最後に注意を要するのは、自白の変貌とも呼ぶべき自白内容の大きな変更である。たとえば、六月二十三日の段階では、タオルで締めて殺したという供述が、わずか二日後の二十五日には、首を上から押さえて殺したというように変更される。
このように、変更することがすでに大きな問題であるが、なぜこうも大きく変わるのか、その理由については少しも説明されず、また取調官もその理由を尋ねようとしていない。
このような極端な自白の変貌は、それ自体自白の信憑性を大きくゆるがすものである。
また角度を変えてみると、単独犯行を認めた――つまりそれまでの三人共犯というでたらめな供述を改め、これからはすべて正直に申し上げるという態度を示した最初の白白に、タオルで絞め殺したと述べたということは極めて重大であると言わなければならない。なんら作為を加えることなく、任意に述べたという最初の自白に客観的事実と明白な食い違いが存在するということは、まさに供述者が客観的事実が何であるかを知らなかったことを物語るものであり、タオルで絞殺をしたとの自白は、捜査官に迫られてやむなくした当推量(あてずいりょう)の供述であることをしめすものであるからである。

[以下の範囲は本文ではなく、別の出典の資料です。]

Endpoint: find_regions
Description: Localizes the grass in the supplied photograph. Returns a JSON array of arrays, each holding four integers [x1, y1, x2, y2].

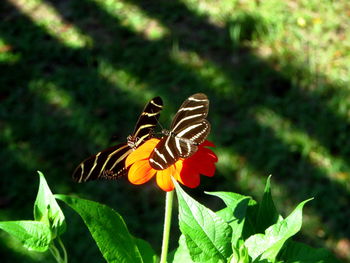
[[0, 0, 350, 262]]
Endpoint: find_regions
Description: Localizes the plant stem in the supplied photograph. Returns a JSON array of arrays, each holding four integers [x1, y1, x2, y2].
[[160, 191, 174, 263]]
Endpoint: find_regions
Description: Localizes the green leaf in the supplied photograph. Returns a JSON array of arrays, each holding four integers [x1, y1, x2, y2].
[[256, 176, 279, 233], [206, 192, 251, 245], [242, 199, 258, 240], [55, 195, 143, 263], [175, 182, 232, 262], [245, 199, 311, 261], [279, 241, 340, 263], [34, 171, 66, 238], [167, 235, 194, 263], [0, 220, 52, 252], [135, 238, 158, 263]]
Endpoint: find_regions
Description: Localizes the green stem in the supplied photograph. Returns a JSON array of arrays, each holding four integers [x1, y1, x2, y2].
[[50, 237, 68, 263], [160, 191, 174, 263], [57, 236, 68, 263]]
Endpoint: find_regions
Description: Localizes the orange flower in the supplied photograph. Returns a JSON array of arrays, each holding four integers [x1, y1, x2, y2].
[[125, 138, 218, 191]]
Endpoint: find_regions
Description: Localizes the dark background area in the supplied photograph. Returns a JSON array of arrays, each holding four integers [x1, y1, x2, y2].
[[0, 0, 350, 262]]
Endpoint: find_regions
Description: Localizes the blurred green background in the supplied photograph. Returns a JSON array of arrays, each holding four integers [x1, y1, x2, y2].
[[0, 0, 350, 262]]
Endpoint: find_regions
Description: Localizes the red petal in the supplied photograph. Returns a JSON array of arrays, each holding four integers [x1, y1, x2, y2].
[[199, 140, 215, 147], [128, 160, 156, 185]]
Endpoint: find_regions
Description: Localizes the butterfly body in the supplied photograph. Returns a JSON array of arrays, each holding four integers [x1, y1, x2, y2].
[[149, 93, 210, 170], [72, 97, 163, 183]]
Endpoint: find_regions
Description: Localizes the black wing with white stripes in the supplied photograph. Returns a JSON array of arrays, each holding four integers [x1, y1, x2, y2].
[[149, 93, 210, 170], [72, 97, 163, 183]]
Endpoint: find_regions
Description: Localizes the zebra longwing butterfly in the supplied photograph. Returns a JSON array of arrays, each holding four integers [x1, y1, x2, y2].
[[72, 97, 163, 183], [149, 93, 210, 170]]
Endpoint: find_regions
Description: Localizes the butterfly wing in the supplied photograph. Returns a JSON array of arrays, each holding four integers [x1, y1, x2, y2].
[[73, 143, 133, 183], [73, 97, 163, 183], [128, 97, 163, 149]]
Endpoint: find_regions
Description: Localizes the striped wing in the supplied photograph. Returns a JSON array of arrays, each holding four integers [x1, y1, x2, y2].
[[150, 93, 210, 170], [73, 143, 133, 183], [72, 97, 163, 183]]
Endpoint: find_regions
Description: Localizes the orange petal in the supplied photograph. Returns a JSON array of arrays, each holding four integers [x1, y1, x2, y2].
[[128, 160, 156, 185], [125, 138, 159, 167], [156, 166, 174, 192]]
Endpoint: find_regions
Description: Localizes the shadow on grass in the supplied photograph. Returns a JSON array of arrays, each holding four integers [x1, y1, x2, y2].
[[0, 1, 350, 262]]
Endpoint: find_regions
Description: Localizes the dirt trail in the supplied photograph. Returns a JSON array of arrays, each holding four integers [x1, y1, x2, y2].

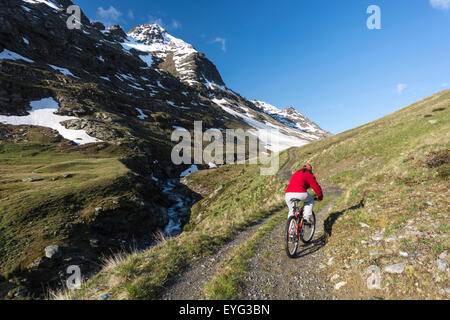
[[160, 148, 341, 300], [240, 188, 341, 300], [160, 217, 278, 300]]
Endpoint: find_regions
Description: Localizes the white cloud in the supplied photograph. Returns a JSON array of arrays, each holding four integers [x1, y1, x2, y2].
[[170, 19, 181, 30], [148, 15, 164, 27], [97, 6, 122, 26], [430, 0, 450, 10], [397, 83, 408, 94], [212, 37, 227, 52]]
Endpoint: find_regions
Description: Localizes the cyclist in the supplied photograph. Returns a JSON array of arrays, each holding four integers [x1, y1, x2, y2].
[[285, 163, 323, 223]]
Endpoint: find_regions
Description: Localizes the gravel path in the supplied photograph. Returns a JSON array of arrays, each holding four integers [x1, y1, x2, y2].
[[160, 217, 278, 300], [160, 148, 341, 300], [240, 191, 336, 300]]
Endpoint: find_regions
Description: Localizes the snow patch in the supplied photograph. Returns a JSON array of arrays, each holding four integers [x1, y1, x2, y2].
[[0, 98, 102, 145], [136, 108, 148, 120], [180, 164, 198, 178], [0, 49, 34, 63]]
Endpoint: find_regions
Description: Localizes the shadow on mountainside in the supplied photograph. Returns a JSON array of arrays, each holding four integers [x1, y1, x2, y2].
[[323, 199, 364, 237]]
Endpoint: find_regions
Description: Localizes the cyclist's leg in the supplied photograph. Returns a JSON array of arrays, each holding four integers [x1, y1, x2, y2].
[[303, 193, 314, 221], [285, 193, 301, 219]]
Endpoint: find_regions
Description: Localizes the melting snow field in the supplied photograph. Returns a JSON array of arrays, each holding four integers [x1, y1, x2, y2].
[[212, 98, 309, 152], [0, 98, 102, 145], [0, 49, 34, 63], [180, 165, 198, 178]]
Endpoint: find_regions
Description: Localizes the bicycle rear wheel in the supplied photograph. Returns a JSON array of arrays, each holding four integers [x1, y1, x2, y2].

仮に、被告人が真実本件の犯人で殺害の方法をよく知っていたとすれば、わざわざ事実に反して、タオルで締めたなどという供述をする筈はなかろう。それにもかかわらず、被告人が最初の自白にタオルで締めたという供述をしたということは、被告人が、真実本件の殺害方法を知らず、当推量のうそを述べたものであることを明らかにしているのである。

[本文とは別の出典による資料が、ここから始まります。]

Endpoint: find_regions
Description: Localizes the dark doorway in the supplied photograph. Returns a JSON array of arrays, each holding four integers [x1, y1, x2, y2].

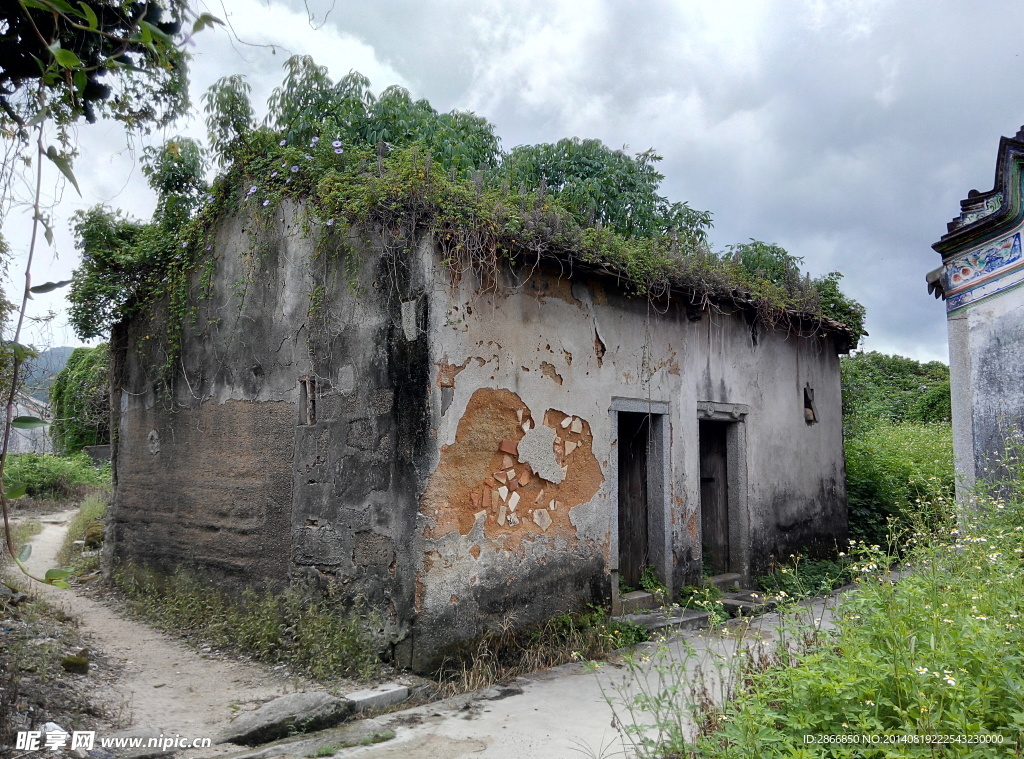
[[699, 421, 729, 575], [618, 412, 651, 588]]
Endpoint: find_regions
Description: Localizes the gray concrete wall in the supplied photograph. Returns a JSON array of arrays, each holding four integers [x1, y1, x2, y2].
[[112, 206, 428, 640], [111, 207, 846, 669], [949, 280, 1024, 488]]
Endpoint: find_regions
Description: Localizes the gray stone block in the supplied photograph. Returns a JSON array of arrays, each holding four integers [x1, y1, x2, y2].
[[217, 691, 355, 746], [345, 682, 409, 712]]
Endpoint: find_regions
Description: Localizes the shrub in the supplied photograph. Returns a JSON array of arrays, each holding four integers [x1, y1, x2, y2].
[[846, 422, 954, 545], [437, 606, 649, 695], [758, 553, 852, 599], [57, 494, 108, 575], [50, 344, 110, 453], [4, 453, 111, 500]]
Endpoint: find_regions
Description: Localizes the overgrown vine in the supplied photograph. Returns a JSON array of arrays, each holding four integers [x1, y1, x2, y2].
[[71, 57, 864, 397]]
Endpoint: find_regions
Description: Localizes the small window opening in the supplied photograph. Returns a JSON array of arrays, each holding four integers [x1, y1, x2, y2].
[[804, 382, 818, 424], [299, 375, 316, 424]]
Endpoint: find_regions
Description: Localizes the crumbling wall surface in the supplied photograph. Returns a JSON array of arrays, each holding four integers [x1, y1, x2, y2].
[[413, 257, 846, 666], [679, 311, 847, 577], [114, 205, 428, 638], [411, 269, 685, 669]]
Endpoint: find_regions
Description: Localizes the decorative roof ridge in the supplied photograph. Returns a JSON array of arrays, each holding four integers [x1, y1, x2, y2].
[[932, 126, 1024, 256]]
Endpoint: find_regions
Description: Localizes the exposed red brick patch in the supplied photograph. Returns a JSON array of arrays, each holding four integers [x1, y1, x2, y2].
[[541, 361, 562, 384]]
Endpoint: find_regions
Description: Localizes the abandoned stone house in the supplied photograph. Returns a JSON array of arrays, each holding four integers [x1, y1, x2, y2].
[[927, 127, 1024, 493], [110, 198, 850, 669]]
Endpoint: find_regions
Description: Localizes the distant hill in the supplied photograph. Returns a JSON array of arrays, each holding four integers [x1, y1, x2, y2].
[[22, 345, 75, 404]]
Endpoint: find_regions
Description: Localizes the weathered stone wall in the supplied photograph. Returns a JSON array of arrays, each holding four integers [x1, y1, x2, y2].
[[948, 268, 1024, 497], [112, 198, 846, 669], [113, 201, 429, 640]]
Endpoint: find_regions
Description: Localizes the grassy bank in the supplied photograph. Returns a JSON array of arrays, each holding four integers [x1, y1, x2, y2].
[[614, 483, 1024, 759]]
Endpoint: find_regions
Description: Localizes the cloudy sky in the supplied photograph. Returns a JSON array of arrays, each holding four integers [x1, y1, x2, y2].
[[5, 0, 1024, 361]]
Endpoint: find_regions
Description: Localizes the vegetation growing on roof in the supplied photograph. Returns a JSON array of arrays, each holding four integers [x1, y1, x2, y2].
[[50, 343, 111, 454], [71, 56, 864, 352]]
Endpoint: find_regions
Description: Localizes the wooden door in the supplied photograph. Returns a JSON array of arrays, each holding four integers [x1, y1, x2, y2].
[[699, 421, 729, 575], [618, 412, 650, 588]]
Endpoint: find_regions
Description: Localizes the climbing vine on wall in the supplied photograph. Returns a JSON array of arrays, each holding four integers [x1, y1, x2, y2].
[[71, 57, 863, 385], [50, 343, 111, 454]]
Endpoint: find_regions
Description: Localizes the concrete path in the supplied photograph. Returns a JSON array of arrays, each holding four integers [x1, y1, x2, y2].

殺害方法に関する自白は、このような自白相互の食い違いからも、その虚偽性をあらわにしているということができるのである。
三、死斑の状況は自白と一致するか
(一) 死斑の状況も自白と一致しない。
五十嵐、上田両鑑定人によると、死体の背面にも、明らかに死斑が存在するのであるが、自白の死体処理に関する方法からでは、この背面に存在する死斑を十分説明することができない。
死斑とは、言うまでもなく、死後、重力の法則に従い、血液が死体の下側に位置する細血管内に沈下したことにより死体下側の皮膚表面に生じた淡赤色又は紫赤色の斑点を指す。一般に、死斑が生じるためには、死体は死後三時間ないし四時間、一定の姿勢を静穏に保つことを必要とする。(上田鑑定書(A)頂②)。
また、一旦生じた死斑が、その後の死体の体位転換によっても消失することなく残存するためには、四時間ないし六時間以上の経過時間を必要とするといわれている。(当審第五十四回公判五十嵐証言)。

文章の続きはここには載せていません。